Ahead of expected June 11 pricing, SpaceX’s possible record public share sale is moving toward a valuation fight as Morningstar values SpaceX at less than half the target. If the timetable holds, public investors will test the gap between SpaceX’s price ambition and an analyst estimate that has not moved with it.

What Public Investors Would Fund

Morningstar analysts Nicolas Owens and Suryansh Sharma put SpaceX’s fair value at $780 billion and gave the company a narrow economic moat rating. The combination matters because it challenges both parts of SpaceX’s IPO pitch: the price and the durability of the business behind it.

 

SpaceX’s proposed share sale now centers on a $1.75 trillion valuation and $75 billion raise if the deal prices as planned. Public investors face two linked questions: how much capital SpaceX can raise and whether the proposed price already assumes too much.

The $75 billion raise is what puts the deal in record territory. Saudi Aramco raised $25.6 billion in its 2019 IPO, still the benchmark for a public offering; SpaceX would be seeking almost three times that amount if the deal prices as planned. At that size, the IPO would be judged on the cash SpaceX brings in as well as on the price public investors accept.

SpaceX would reach the $75 billion target by issuing 556 million new shares at $135 each.

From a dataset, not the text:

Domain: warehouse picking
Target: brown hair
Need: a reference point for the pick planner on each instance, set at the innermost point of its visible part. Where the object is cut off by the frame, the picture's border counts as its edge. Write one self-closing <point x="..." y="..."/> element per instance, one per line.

Because those would be primary shares, the money would go to SpaceX rather than to existing holders selling stock. The listing would give the company growth capital, while leaving public investors to judge whether the valuation already prices in too much of that growth.

That judgment could reach beyond institutional buyers. SpaceX is considering reserving as much as 30% of the offering for retail investors, widening exposure to a deal built around both heavy losses and Starlink’s growth story.